Title : From science to applications: microbiome as a bioindicator for management practices
Abstract:
Agroecosystems are human-managed ecosystems adhering to generalized ecological rules. Understanding the ecology behind the assembly and dynamics of soil fungal communities is a fruitful way to improve management practices and plant productivity, particularly, mechanization with ecological computing to analyze the soil microbial networks. Monitoring soil health would benefit from using metrics that arise from ecological explanations that can also guide agricultural management. Beyond traditional biodiversity descriptors, community-level properties can inform about specific ecological situations.

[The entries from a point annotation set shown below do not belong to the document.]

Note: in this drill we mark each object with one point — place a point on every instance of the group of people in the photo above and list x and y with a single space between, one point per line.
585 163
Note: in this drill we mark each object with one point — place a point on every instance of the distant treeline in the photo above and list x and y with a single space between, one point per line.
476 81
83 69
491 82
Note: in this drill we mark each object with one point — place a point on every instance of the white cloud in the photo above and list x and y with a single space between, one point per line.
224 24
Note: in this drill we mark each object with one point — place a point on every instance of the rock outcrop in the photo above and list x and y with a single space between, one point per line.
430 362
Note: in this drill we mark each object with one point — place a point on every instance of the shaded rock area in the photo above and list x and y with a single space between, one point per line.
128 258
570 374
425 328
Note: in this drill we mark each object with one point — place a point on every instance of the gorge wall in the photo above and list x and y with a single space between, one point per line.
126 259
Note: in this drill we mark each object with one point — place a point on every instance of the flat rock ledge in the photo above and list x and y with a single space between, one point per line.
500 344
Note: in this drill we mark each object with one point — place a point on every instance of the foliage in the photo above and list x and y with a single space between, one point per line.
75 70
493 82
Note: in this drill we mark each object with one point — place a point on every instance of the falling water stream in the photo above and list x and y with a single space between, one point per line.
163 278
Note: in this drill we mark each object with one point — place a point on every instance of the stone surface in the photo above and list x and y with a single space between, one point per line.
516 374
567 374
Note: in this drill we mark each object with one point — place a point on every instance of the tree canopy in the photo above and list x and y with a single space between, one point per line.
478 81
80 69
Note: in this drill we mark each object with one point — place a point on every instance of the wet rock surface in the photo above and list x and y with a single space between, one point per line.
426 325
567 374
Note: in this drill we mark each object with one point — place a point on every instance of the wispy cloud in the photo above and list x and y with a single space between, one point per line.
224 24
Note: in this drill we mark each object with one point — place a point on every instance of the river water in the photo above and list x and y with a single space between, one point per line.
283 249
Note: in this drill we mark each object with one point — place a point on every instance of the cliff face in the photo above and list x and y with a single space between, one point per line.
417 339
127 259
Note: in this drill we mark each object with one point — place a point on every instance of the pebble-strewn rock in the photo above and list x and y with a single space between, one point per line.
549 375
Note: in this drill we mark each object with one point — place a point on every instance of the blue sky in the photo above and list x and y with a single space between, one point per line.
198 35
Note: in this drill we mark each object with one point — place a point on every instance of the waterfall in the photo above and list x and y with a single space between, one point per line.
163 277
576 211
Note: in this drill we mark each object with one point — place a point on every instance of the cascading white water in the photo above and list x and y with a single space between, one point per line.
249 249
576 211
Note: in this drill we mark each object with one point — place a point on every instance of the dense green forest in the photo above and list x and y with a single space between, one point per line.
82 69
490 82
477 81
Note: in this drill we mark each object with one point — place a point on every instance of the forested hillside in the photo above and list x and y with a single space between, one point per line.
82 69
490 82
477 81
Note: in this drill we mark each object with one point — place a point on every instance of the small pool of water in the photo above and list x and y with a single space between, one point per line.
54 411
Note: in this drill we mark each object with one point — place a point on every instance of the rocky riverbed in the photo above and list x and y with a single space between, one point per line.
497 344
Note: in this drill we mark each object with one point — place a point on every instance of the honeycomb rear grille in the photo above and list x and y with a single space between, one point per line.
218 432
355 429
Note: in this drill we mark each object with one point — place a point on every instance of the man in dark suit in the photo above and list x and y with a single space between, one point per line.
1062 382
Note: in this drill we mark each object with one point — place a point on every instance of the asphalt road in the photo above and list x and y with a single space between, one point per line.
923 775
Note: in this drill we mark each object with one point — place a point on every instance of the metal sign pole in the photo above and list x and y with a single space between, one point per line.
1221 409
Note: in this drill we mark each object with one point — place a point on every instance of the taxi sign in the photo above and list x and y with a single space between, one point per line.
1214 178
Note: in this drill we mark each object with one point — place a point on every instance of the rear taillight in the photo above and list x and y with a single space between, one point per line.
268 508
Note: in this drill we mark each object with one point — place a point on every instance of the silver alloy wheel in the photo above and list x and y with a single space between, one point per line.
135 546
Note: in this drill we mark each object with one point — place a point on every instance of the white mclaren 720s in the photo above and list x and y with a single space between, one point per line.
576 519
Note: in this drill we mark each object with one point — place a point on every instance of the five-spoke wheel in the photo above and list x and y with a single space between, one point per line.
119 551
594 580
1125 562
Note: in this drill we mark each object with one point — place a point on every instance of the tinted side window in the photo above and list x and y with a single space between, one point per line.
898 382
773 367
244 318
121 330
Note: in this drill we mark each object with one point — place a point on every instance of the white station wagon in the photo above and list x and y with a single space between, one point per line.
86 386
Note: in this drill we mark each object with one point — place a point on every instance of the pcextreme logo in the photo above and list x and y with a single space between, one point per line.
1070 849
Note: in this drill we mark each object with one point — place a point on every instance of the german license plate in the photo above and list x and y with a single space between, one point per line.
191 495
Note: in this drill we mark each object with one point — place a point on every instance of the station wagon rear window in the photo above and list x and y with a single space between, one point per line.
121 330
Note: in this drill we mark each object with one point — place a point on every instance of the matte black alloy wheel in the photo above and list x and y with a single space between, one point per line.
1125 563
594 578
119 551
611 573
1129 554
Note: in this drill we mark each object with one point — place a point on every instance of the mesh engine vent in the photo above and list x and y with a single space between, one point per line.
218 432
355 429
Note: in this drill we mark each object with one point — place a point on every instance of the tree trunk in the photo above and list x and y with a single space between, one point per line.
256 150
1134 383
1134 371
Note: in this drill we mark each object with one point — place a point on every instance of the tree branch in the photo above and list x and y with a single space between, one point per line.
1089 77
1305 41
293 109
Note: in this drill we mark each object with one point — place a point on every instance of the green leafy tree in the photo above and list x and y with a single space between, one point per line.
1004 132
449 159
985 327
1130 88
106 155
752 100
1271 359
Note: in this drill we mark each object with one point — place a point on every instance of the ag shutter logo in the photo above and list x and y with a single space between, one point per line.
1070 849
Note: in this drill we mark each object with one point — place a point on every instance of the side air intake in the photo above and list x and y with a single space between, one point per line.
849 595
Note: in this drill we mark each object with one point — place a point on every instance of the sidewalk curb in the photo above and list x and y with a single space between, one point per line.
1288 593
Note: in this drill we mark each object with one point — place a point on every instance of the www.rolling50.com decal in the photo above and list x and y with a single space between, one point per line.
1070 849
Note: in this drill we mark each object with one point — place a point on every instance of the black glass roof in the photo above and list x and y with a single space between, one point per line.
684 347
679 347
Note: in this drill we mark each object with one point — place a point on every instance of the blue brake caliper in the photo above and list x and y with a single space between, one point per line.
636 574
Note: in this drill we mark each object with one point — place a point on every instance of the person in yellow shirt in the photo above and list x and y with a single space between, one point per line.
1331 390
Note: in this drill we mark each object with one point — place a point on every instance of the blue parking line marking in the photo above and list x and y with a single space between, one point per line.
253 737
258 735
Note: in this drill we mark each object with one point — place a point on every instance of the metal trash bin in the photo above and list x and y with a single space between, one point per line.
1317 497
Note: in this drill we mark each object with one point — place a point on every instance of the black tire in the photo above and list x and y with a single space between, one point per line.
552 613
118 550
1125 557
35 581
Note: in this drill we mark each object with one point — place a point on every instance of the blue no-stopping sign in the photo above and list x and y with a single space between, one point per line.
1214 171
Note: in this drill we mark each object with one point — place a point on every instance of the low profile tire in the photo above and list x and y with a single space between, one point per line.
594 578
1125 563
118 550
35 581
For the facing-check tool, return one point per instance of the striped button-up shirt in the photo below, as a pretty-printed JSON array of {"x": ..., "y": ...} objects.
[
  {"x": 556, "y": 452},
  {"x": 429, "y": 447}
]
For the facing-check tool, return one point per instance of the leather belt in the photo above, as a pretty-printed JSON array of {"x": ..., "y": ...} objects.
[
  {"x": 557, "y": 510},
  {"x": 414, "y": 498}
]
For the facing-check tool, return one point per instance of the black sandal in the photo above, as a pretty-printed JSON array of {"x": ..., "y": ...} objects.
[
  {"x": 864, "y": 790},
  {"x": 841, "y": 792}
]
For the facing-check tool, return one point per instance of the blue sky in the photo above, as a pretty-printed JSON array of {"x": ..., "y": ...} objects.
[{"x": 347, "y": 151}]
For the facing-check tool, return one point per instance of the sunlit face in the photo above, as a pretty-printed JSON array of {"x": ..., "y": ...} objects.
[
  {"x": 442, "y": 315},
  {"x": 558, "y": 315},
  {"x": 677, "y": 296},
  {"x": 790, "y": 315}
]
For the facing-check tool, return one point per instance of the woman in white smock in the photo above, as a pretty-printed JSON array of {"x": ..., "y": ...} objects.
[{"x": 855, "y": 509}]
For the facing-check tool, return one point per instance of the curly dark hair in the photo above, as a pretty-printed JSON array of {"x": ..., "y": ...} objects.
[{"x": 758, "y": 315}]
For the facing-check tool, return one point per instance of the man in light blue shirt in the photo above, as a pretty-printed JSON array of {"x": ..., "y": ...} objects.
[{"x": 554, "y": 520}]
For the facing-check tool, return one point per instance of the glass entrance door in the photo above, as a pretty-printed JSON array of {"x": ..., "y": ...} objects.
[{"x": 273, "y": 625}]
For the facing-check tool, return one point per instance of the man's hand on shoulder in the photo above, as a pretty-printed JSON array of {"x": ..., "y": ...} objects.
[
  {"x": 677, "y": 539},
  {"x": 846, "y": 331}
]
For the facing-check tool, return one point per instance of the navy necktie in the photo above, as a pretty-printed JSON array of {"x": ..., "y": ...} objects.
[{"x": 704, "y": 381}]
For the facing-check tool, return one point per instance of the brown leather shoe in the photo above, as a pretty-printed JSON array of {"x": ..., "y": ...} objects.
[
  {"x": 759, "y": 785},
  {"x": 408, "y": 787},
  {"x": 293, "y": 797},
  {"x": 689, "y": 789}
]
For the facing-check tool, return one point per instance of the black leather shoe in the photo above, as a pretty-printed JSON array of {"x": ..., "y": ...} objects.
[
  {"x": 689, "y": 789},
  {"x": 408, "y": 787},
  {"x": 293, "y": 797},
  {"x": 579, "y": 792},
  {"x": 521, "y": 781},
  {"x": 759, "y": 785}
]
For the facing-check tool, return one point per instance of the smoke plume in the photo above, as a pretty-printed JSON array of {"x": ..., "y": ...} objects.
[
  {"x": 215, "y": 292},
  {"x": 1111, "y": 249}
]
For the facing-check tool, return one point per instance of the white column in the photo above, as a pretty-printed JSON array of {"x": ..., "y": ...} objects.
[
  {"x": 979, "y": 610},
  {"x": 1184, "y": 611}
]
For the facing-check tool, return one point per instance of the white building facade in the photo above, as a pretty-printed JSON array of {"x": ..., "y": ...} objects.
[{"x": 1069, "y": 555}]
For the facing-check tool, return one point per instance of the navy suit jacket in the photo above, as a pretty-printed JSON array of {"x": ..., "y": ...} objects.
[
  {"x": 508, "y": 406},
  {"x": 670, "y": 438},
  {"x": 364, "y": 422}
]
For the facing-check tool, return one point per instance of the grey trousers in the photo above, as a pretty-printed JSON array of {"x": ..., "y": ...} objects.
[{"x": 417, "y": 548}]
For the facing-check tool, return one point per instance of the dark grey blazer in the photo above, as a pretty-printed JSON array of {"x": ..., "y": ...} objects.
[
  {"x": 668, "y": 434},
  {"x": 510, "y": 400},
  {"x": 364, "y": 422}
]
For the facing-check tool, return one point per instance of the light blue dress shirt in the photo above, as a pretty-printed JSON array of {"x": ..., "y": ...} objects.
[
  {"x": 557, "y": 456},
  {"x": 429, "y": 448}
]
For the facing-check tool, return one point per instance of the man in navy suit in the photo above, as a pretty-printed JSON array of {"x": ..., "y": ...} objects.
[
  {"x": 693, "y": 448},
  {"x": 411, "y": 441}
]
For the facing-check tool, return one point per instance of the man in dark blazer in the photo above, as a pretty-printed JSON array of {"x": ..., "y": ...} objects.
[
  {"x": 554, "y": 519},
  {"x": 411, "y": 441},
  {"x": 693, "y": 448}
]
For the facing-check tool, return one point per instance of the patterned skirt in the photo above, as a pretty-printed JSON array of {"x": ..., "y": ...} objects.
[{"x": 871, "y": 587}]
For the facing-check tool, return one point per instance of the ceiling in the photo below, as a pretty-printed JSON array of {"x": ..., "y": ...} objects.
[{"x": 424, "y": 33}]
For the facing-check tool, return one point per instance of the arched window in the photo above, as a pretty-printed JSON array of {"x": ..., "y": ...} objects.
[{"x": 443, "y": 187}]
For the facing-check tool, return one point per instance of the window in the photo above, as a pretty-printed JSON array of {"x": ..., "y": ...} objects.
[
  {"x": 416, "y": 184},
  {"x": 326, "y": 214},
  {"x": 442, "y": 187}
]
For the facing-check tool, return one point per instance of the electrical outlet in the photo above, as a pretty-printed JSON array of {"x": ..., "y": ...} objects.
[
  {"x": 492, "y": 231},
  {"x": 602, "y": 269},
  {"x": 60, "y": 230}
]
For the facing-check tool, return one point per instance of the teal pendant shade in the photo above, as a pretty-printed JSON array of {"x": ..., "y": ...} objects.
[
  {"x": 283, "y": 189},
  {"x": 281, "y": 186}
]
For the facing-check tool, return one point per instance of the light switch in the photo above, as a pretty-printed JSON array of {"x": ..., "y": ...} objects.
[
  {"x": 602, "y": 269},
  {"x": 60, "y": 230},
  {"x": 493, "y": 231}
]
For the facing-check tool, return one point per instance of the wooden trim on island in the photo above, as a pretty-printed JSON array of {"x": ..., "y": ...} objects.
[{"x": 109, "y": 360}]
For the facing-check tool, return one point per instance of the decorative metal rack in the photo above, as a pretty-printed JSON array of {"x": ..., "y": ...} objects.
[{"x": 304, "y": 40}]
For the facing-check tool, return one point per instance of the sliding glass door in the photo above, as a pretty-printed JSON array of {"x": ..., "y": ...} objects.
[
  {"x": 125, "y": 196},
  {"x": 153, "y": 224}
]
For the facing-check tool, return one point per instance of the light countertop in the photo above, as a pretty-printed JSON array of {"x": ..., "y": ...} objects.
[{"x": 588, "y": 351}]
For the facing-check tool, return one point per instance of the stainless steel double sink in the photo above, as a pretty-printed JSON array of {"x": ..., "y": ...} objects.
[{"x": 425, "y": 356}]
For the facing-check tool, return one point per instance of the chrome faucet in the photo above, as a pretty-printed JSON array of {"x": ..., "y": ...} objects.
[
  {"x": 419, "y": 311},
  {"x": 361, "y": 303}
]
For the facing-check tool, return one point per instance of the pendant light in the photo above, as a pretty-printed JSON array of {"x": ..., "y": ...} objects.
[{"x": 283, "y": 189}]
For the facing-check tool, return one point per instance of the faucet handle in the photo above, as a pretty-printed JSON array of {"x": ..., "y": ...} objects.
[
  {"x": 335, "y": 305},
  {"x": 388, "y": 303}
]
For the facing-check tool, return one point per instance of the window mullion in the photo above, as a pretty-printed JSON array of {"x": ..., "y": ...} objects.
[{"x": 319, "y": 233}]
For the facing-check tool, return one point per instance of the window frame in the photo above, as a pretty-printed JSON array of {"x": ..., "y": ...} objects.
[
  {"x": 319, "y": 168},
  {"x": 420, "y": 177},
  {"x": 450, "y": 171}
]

Our observations using traditional approaches show results concurring with previous literature: influence of geographic and climatic factors on sample distributions or different operational taxonomic unit (OTU) compositions depending on agricultural management. Furthermore, using network properties, we observe that fungal communities range from dense arrangements of associations to a sparser structure of associations, indicating differential levels of niche specialization. We detect fungal arrangements capable of thriving in wider or smaller ranges of temperature, revealing that niche specialization may be a critical soil process impacting soil health. Low-intervention practices (organic and biodynamic management) promoted densely clustered networks, describing an equilibrium state based on mixed collaborative communities. Thus, we hypothesize network properties at the community level may uncover how human intervention (land use) can affect community structure and ecological processes in agroecosystems impacting food quality production.